I’d been doing some thinking back when we were just a family of four. The thoughts sparked from a not-so-quiet morning (which is common around here now, on this side of our Jordan). Cartoons were on the TV to entertain the big one, the bed was rocking in the corner to calm the little one, and I moved pen to paper to prayerfully-process through my recent shift in identity.

Being a stay-at-home mama is such a gift, I wrote, (though it feels an awful lot …

[Pause to put summer-sandals on Santa-clad pajama-footie-feet.]

… like sprinting through a never-ending obstacle course).

The identity-transition from working-from-home to staying-at-home has brought surprising anxiety along with it. For a year, the second our big one’s head hit his naptime crib mattress, I sat down at my desk to work. When our second came, and I stopped working, I felt the daily naptime tension – the habitual muscle-memory of should-be creating, or writing, or doing something to contribute to our general bank account.

I’ve been driven and chasing dreams and striving for success and building a business for over a decade, I prayed. How do I transition to simply being a mom? And how do I do that transition well?

[Pause to pull a toddler-sized wingback a few inches to the left so the big one can climb up to reach the light switch.]

No sooner had the living room light flicked on than I suddenly saw it: I had years of building a career and an identity that was suddenly switched off, and an unfamiliar identity turned on in its place. The former? I was a woman invested in business while also in the throws of years-long delayed fertility, sitting at my morning-table with nothing but the sound of the ticking clock and scratching pen to fill the silence.

The latter? I am a mother, investing in two little boys with the cartoons playing and the little one’s bed rhythmically-rocking and a regular morning-table interruption of the sweetest “Mom! Mom! Mama! Mama! Mama!” repetition.

But how do I reconcile this tension? And turn off this naptime-need to do something when I’m already doing the very best thing?

[Pause to change the cartoon.]

I find the morning-answer in Ann Voskamp’s words: “The answer to much anxiousness is the adoration of Christ.”

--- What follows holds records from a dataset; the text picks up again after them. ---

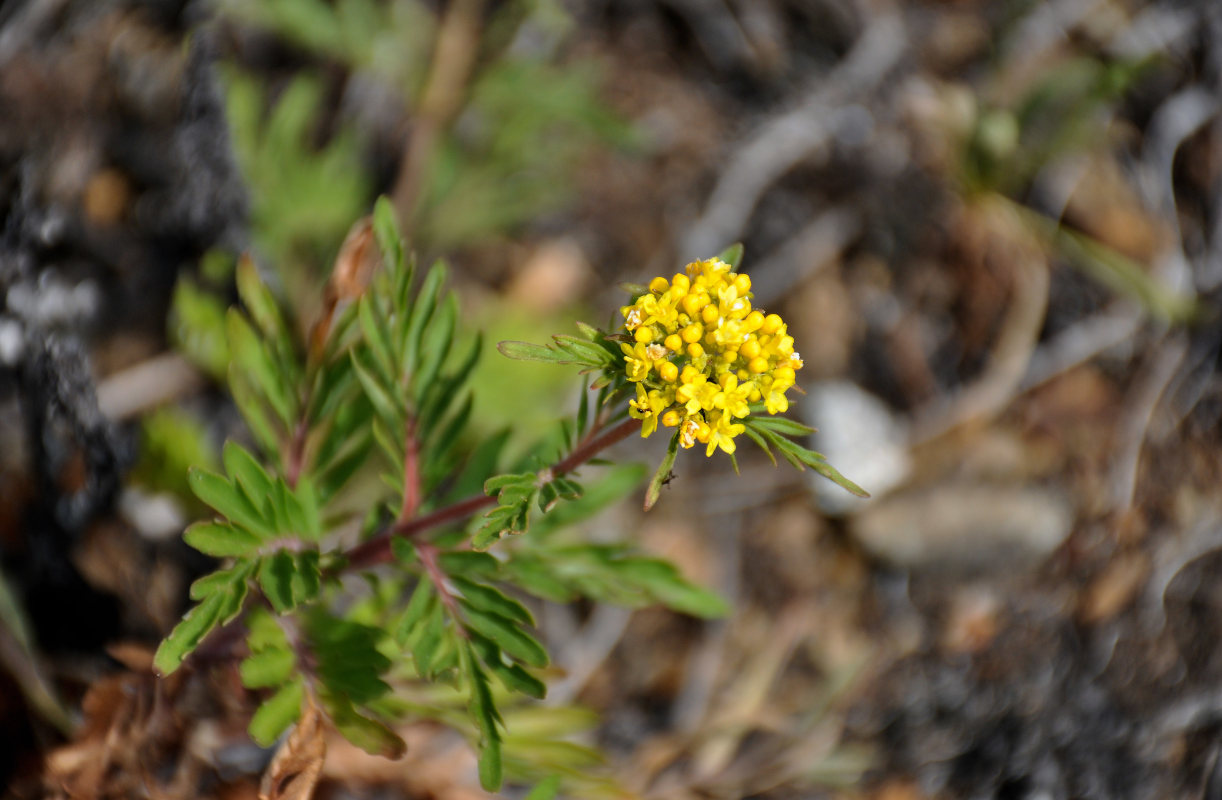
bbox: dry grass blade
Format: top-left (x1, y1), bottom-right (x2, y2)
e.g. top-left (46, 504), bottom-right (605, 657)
top-left (259, 694), bottom-right (326, 800)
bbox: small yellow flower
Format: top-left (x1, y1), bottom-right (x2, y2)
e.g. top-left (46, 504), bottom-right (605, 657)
top-left (621, 259), bottom-right (803, 456)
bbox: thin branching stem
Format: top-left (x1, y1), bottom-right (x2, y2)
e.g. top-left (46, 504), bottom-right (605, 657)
top-left (398, 419), bottom-right (420, 523)
top-left (345, 419), bottom-right (640, 572)
top-left (415, 542), bottom-right (467, 638)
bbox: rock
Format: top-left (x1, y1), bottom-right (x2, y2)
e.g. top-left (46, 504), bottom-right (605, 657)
top-left (804, 381), bottom-right (912, 514)
top-left (851, 484), bottom-right (1074, 573)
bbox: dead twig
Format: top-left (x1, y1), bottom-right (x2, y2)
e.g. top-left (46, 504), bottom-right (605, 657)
top-left (391, 0), bottom-right (485, 238)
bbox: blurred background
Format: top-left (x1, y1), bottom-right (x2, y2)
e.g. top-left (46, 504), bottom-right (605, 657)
top-left (0, 0), bottom-right (1222, 800)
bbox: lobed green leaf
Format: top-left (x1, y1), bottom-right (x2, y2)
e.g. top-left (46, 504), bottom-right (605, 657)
top-left (249, 677), bottom-right (306, 747)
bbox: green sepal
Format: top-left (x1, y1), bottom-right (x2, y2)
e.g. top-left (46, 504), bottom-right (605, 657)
top-left (645, 431), bottom-right (679, 511)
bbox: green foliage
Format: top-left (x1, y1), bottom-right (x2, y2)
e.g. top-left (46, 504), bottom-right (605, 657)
top-left (225, 70), bottom-right (371, 266)
top-left (417, 54), bottom-right (633, 248)
top-left (743, 415), bottom-right (870, 497)
top-left (132, 407), bottom-right (218, 500)
top-left (155, 200), bottom-right (726, 790)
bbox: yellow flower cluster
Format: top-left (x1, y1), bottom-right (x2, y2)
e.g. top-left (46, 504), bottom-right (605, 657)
top-left (620, 259), bottom-right (802, 456)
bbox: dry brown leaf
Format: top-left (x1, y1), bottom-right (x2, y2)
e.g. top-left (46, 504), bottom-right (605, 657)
top-left (309, 216), bottom-right (381, 358)
top-left (259, 694), bottom-right (326, 800)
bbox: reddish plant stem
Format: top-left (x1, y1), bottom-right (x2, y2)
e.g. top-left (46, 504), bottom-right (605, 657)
top-left (285, 420), bottom-right (309, 489)
top-left (398, 419), bottom-right (420, 523)
top-left (415, 542), bottom-right (467, 636)
top-left (345, 419), bottom-right (640, 570)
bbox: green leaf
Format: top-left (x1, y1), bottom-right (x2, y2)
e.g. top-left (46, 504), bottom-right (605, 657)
top-left (577, 320), bottom-right (602, 342)
top-left (395, 580), bottom-right (437, 646)
top-left (419, 332), bottom-right (484, 432)
top-left (717, 243), bottom-right (743, 270)
top-left (229, 364), bottom-right (284, 457)
top-left (323, 695), bottom-right (407, 760)
top-left (412, 602), bottom-right (446, 678)
top-left (412, 293), bottom-right (458, 405)
top-left (496, 341), bottom-right (569, 364)
top-left (187, 467), bottom-right (275, 537)
top-left (225, 309), bottom-right (297, 426)
top-left (293, 475), bottom-right (323, 541)
top-left (306, 611), bottom-right (391, 705)
top-left (153, 591), bottom-right (225, 675)
top-left (479, 739), bottom-right (503, 791)
top-left (450, 575), bottom-right (535, 627)
top-left (522, 776), bottom-right (560, 800)
top-left (352, 353), bottom-right (403, 429)
top-left (749, 415), bottom-right (815, 436)
top-left (246, 606), bottom-right (290, 652)
top-left (403, 261), bottom-right (446, 380)
top-left (805, 451), bottom-right (870, 497)
top-left (182, 522), bottom-right (260, 558)
top-left (249, 678), bottom-right (306, 747)
top-left (237, 258), bottom-right (285, 338)
top-left (467, 630), bottom-right (547, 700)
top-left (484, 473), bottom-right (535, 495)
top-left (612, 558), bottom-right (730, 618)
top-left (238, 649), bottom-right (297, 689)
top-left (458, 645), bottom-right (502, 791)
top-left (259, 550), bottom-right (297, 614)
top-left (464, 603), bottom-right (547, 667)
top-left (357, 294), bottom-right (397, 385)
top-left (288, 550), bottom-right (323, 606)
top-left (437, 550), bottom-right (501, 578)
top-left (645, 432), bottom-right (679, 511)
top-left (539, 481), bottom-right (560, 514)
top-left (318, 427), bottom-right (374, 503)
top-left (743, 425), bottom-right (776, 467)
top-left (221, 440), bottom-right (271, 507)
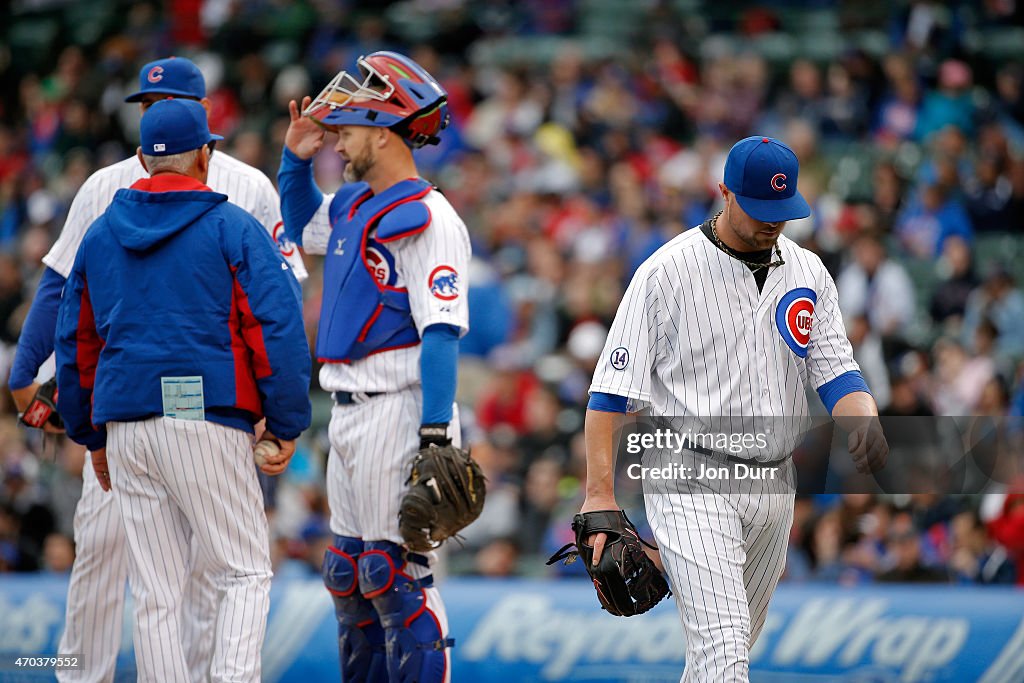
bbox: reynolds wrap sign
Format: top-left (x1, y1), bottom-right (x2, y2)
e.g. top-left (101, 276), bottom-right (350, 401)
top-left (0, 574), bottom-right (1024, 683)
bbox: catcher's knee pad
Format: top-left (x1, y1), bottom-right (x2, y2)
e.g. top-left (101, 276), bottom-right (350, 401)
top-left (358, 541), bottom-right (454, 683)
top-left (323, 536), bottom-right (387, 683)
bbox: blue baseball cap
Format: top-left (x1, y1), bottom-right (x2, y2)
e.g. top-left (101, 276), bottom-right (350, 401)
top-left (139, 99), bottom-right (224, 157)
top-left (723, 135), bottom-right (811, 223)
top-left (125, 57), bottom-right (206, 102)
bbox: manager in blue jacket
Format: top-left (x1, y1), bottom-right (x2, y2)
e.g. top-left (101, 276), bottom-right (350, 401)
top-left (55, 99), bottom-right (310, 681)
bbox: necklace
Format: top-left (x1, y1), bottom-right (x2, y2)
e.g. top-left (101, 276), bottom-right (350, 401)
top-left (711, 211), bottom-right (785, 270)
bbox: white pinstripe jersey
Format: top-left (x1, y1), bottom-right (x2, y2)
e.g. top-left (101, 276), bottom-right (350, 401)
top-left (43, 150), bottom-right (308, 283)
top-left (590, 229), bottom-right (859, 460)
top-left (302, 189), bottom-right (471, 392)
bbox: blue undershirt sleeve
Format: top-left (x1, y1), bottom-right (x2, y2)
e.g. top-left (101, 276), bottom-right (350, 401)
top-left (420, 325), bottom-right (459, 425)
top-left (278, 147), bottom-right (324, 247)
top-left (8, 268), bottom-right (65, 389)
top-left (818, 370), bottom-right (871, 415)
top-left (587, 391), bottom-right (630, 413)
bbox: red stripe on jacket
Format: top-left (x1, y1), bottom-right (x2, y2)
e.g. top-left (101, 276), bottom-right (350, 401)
top-left (75, 279), bottom-right (104, 389)
top-left (130, 173), bottom-right (213, 193)
top-left (229, 267), bottom-right (271, 416)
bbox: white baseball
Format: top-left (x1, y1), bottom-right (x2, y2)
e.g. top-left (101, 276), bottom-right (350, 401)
top-left (253, 441), bottom-right (281, 467)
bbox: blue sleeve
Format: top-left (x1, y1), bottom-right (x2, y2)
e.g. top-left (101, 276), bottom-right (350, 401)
top-left (227, 210), bottom-right (312, 440)
top-left (278, 147), bottom-right (324, 247)
top-left (8, 268), bottom-right (65, 389)
top-left (818, 370), bottom-right (871, 415)
top-left (587, 391), bottom-right (630, 413)
top-left (420, 324), bottom-right (459, 425)
top-left (53, 255), bottom-right (106, 451)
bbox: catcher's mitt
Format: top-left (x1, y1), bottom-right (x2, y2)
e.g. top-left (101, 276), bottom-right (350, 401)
top-left (398, 443), bottom-right (485, 553)
top-left (17, 377), bottom-right (63, 429)
top-left (548, 510), bottom-right (669, 616)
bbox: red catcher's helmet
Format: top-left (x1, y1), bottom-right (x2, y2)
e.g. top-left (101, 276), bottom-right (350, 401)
top-left (302, 51), bottom-right (449, 148)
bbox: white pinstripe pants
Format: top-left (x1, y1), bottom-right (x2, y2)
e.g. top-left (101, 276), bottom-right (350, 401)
top-left (644, 460), bottom-right (795, 683)
top-left (327, 386), bottom-right (461, 544)
top-left (106, 418), bottom-right (272, 682)
top-left (56, 450), bottom-right (217, 683)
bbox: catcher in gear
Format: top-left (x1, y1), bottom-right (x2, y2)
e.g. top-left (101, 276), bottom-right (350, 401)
top-left (548, 510), bottom-right (669, 616)
top-left (278, 51), bottom-right (471, 683)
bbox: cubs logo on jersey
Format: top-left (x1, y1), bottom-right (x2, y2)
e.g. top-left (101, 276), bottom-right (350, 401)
top-left (273, 220), bottom-right (295, 258)
top-left (775, 287), bottom-right (818, 358)
top-left (427, 265), bottom-right (459, 301)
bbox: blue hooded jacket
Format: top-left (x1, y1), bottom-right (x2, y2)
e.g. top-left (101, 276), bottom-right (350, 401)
top-left (55, 174), bottom-right (311, 449)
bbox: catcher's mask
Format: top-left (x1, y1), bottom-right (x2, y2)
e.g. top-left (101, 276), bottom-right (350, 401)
top-left (302, 51), bottom-right (449, 150)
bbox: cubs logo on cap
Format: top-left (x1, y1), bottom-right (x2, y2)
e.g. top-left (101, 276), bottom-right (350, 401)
top-left (125, 57), bottom-right (206, 102)
top-left (775, 287), bottom-right (818, 358)
top-left (427, 265), bottom-right (459, 301)
top-left (723, 135), bottom-right (811, 223)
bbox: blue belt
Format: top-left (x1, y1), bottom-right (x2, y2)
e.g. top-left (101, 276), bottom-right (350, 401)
top-left (331, 391), bottom-right (384, 405)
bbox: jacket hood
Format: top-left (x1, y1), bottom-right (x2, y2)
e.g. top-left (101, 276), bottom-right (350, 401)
top-left (106, 182), bottom-right (227, 251)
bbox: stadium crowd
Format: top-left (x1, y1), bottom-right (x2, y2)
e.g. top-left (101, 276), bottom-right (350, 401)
top-left (0, 0), bottom-right (1024, 585)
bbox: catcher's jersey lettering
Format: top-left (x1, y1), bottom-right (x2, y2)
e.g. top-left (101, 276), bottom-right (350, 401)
top-left (302, 190), bottom-right (470, 392)
top-left (591, 227), bottom-right (858, 682)
top-left (43, 151), bottom-right (308, 282)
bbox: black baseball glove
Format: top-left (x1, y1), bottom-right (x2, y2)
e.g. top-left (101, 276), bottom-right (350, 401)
top-left (548, 510), bottom-right (669, 616)
top-left (398, 430), bottom-right (485, 553)
top-left (17, 377), bottom-right (63, 429)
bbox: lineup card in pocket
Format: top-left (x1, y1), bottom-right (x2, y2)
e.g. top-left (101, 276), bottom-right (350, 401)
top-left (160, 377), bottom-right (206, 420)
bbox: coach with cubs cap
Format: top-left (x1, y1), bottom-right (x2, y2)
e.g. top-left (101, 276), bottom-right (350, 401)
top-left (55, 99), bottom-right (310, 681)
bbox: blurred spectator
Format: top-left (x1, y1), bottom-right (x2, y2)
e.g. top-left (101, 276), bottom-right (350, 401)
top-left (988, 492), bottom-right (1024, 586)
top-left (0, 0), bottom-right (1024, 583)
top-left (929, 236), bottom-right (978, 335)
top-left (836, 234), bottom-right (915, 337)
top-left (844, 313), bottom-right (890, 411)
top-left (962, 265), bottom-right (1024, 357)
top-left (43, 533), bottom-right (75, 575)
top-left (915, 59), bottom-right (975, 140)
top-left (895, 183), bottom-right (974, 260)
top-left (933, 338), bottom-right (995, 416)
top-left (878, 512), bottom-right (949, 584)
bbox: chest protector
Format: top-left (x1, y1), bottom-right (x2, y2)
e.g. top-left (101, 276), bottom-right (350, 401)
top-left (316, 178), bottom-right (432, 362)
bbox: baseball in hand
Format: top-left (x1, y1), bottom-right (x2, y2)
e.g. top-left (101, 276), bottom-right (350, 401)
top-left (253, 441), bottom-right (281, 467)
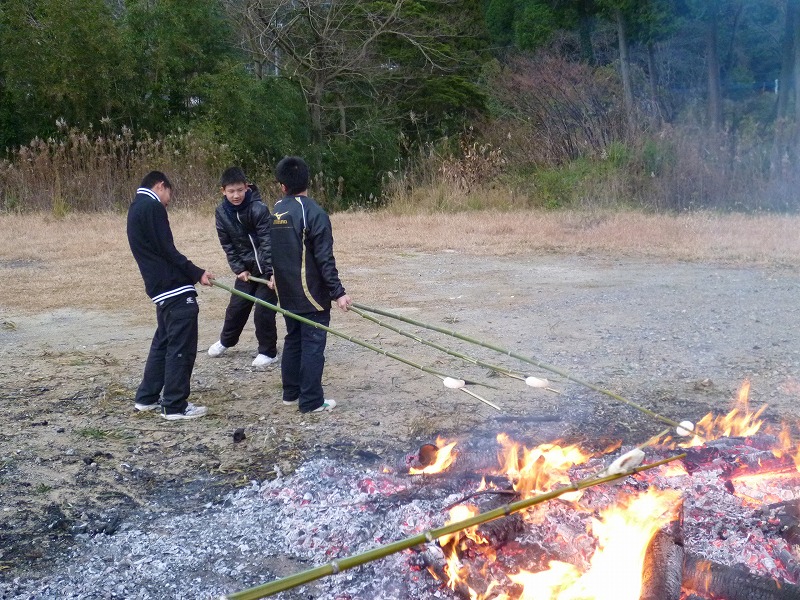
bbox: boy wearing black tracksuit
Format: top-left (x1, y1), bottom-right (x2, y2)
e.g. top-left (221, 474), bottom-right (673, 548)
top-left (270, 156), bottom-right (352, 413)
top-left (208, 167), bottom-right (278, 367)
top-left (127, 171), bottom-right (214, 421)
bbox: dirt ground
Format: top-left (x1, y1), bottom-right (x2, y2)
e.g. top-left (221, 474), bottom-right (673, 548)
top-left (0, 246), bottom-right (800, 578)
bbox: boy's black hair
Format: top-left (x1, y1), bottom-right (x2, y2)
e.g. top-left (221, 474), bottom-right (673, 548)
top-left (275, 156), bottom-right (309, 194)
top-left (219, 167), bottom-right (247, 187)
top-left (139, 171), bottom-right (172, 190)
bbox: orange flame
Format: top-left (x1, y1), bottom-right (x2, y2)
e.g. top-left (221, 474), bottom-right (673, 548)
top-left (408, 438), bottom-right (458, 475)
top-left (681, 379), bottom-right (767, 446)
top-left (497, 433), bottom-right (592, 498)
top-left (510, 488), bottom-right (680, 600)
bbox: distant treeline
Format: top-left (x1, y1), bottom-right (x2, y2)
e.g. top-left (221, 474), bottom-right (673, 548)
top-left (0, 0), bottom-right (800, 213)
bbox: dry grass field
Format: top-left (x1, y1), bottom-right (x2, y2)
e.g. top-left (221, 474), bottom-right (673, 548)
top-left (0, 210), bottom-right (800, 597)
top-left (0, 211), bottom-right (800, 319)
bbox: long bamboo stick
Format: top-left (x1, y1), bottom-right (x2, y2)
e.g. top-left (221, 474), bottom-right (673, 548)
top-left (353, 302), bottom-right (681, 427)
top-left (350, 306), bottom-right (526, 381)
top-left (220, 454), bottom-right (686, 600)
top-left (211, 277), bottom-right (502, 412)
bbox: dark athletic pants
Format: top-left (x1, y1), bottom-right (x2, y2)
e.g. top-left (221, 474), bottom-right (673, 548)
top-left (219, 279), bottom-right (278, 358)
top-left (136, 295), bottom-right (199, 413)
top-left (281, 310), bottom-right (331, 412)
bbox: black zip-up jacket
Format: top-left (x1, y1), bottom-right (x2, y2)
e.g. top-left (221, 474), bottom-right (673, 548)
top-left (215, 186), bottom-right (272, 279)
top-left (270, 196), bottom-right (345, 314)
top-left (127, 188), bottom-right (205, 303)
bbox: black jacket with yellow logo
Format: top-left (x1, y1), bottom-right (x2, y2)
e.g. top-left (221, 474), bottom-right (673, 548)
top-left (270, 196), bottom-right (345, 314)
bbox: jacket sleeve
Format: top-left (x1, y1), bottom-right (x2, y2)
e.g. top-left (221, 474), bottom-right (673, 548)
top-left (214, 207), bottom-right (246, 275)
top-left (253, 196), bottom-right (272, 279)
top-left (306, 208), bottom-right (345, 300)
top-left (151, 202), bottom-right (205, 283)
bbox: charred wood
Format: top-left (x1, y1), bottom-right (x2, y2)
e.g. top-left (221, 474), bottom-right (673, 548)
top-left (640, 508), bottom-right (684, 600)
top-left (683, 554), bottom-right (800, 600)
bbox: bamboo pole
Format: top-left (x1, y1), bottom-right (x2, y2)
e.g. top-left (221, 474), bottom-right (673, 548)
top-left (350, 306), bottom-right (526, 381)
top-left (351, 302), bottom-right (680, 427)
top-left (211, 277), bottom-right (502, 412)
top-left (220, 454), bottom-right (686, 600)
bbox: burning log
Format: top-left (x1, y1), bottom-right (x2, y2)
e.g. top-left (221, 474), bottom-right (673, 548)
top-left (640, 507), bottom-right (684, 600)
top-left (683, 554), bottom-right (800, 600)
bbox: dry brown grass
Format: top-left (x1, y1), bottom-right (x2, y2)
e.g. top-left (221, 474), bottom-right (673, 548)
top-left (0, 210), bottom-right (800, 322)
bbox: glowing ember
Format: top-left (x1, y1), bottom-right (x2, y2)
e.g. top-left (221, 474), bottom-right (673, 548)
top-left (438, 488), bottom-right (681, 600)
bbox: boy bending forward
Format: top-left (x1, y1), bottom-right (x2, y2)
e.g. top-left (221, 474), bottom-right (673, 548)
top-left (271, 156), bottom-right (352, 413)
top-left (208, 167), bottom-right (278, 367)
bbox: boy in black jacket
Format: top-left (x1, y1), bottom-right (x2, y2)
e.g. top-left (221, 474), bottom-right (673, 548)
top-left (127, 171), bottom-right (214, 421)
top-left (270, 156), bottom-right (352, 413)
top-left (208, 167), bottom-right (278, 367)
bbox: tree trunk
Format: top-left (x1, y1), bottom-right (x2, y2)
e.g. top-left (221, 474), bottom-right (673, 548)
top-left (647, 42), bottom-right (662, 127)
top-left (309, 78), bottom-right (325, 144)
top-left (614, 9), bottom-right (636, 133)
top-left (705, 2), bottom-right (722, 131)
top-left (789, 0), bottom-right (800, 126)
top-left (578, 12), bottom-right (597, 66)
top-left (777, 0), bottom-right (798, 121)
top-left (336, 96), bottom-right (347, 137)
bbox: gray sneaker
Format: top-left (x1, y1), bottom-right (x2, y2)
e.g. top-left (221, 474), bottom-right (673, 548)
top-left (161, 402), bottom-right (208, 421)
top-left (253, 354), bottom-right (278, 367)
top-left (311, 398), bottom-right (336, 412)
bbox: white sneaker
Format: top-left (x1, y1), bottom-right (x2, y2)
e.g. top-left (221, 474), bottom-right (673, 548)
top-left (208, 341), bottom-right (228, 358)
top-left (253, 349), bottom-right (278, 367)
top-left (311, 398), bottom-right (336, 412)
top-left (161, 402), bottom-right (208, 421)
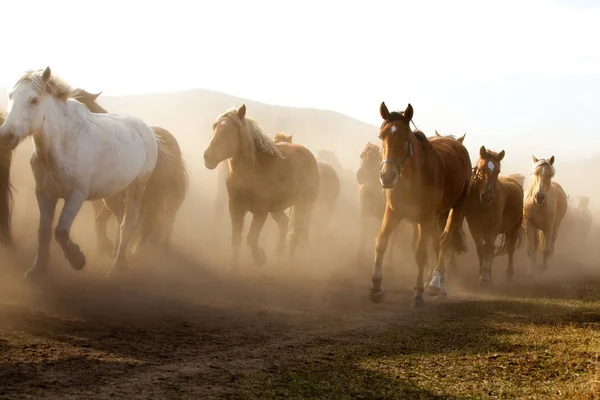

[Pause to swaddle the little one.]

When did I get to this point? I prayer-wondered. When did I arrive at this idea that something is only worth doing – it’s only valuable – if it comes with a paycheck? These every day, unpaid moments are the ones that have the most value. They are the ones with the most return on my investment.

[Pause to change the cartoon again.

And again.

And again.]

I read Psalm 131 and chew on the calming and the quieting and the weaning. The weaned child, as it turns out, no longer frets for mother’s milk. She is simply satisfied with her affection. It’s a word-picture that illustrates what contentment with God’s care looks like, despite the smallness of your earthly possessions.

And I suddenly realize: I’m in the weaning-process. God is getting me accustomed to this new normal I had dreamed of, and that is far away from the business-life I had grown especially fond of. He is moving me away from the regular paychecks and the pleasures and profits that went along with it. And He has put two (now three) babes in my arms while teaching me to be quiet and easy in His.

Later that day, I began thinking about that not-so-quiet quiet time. And I began to wonder how we decided to collectively call this daily time with God “quiet.” I mean, I understood the idea of the title and embraced the quiet for years. But I’m afraid that there’s a whole slew of weary mamas running their daily hamster-wheel routine with hardly a moment to themselves who have set aside their regular “quiet time” because this season of life just doesn’t allow for any quiet.

Maybe it’s time we change the “quiet time” name to something less … quiet.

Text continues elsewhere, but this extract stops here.